Dispatches from the Deathbed
The only time in the last two decades I’ve actually gotten the Flu was the one year when I got a Flu shot vaccine. “How is that possible?” I demanded of the doctor. He informed me that there were some dozen or so strains of the Flu that year, and the vaccine only protects against ONE of them. “What’s the point in getting a vaccine, then?” I asked. Ten percent protection is better than no protection, he said. I didn’t like those odds, so I never got another Flu shot after that, and I never got the Flu, either. Not until this year. My luck finally ran out. At Christmas. ON Christmas.
As I sit typing these words to you, I am under quarantine. I have sent my family away. I am alone with just pets for company, fairly certain I am dying. I cannot remember feeling any worse than I feel. And it is Christmas Day. All my celebratory plans, all my yearly traditions, are null and void. Christmas, for me, has been cancelled. It sucks.
I know this sounds a lot like me feeling sorry for myself, and I guess it is, but there is actually a point to it, too. Being in this situation–sick as a dog, depressed at missing the holiday, a little bitter about it–I have had a lifeline. One lifeline, outside the telephone. (I can’t talk on the phone, though, since I can’t talk at all, so I’m reduced to communicating with loved ones by text.) I am literally too sick to even sleep. The fever, chills, upset stomach, aches and pains, and above all the agonizing, ribs-cracking, constant coughing–and I’m thinking that enforced coughing could have been a torture implemented during the Spanish Inquisition; they really missed an opportunity, there, if they could have figured out a way to cause someone to have a chronic cough–won’t allow me to sleep. Lacking all else, where have I sought, and found, a small degree of comfort? In Horror. I’m watching Horror movies, one right after the other. And right at this moment, when I feel capable of sitting here for a few minutes, having come to the computer to check in with the Missus, I thought I’d fire off this missive.

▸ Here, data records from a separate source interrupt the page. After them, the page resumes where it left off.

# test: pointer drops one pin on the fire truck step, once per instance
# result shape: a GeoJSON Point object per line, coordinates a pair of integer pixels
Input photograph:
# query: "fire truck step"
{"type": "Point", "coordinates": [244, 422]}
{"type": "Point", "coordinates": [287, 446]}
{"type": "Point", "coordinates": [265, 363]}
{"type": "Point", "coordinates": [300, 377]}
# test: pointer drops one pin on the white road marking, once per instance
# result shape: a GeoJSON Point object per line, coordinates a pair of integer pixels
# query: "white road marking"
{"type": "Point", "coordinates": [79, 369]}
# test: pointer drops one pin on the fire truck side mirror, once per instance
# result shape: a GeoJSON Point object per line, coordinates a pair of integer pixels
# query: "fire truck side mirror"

Horror is keeping me alive just now, friends. It’s literally a godsend. And I want to share that with you. This week, you’ll be seeing lots of movie reviews here and on our sister sites, because watching movies is all I’ll be doing. Hope you don’t mind.
Oh, and I don’t know if I’ll get a Flu shot next year. I might. But it turns out the strain of the disease that I have is one of TWO this year, the worse of the two, the doctor told me, and the one that the vaccine did NOT protect against. Why in the blue hell can’t they just vaccinate people against both or all the potential strains of the damn disease at one time? How does that not seem like basic common sense?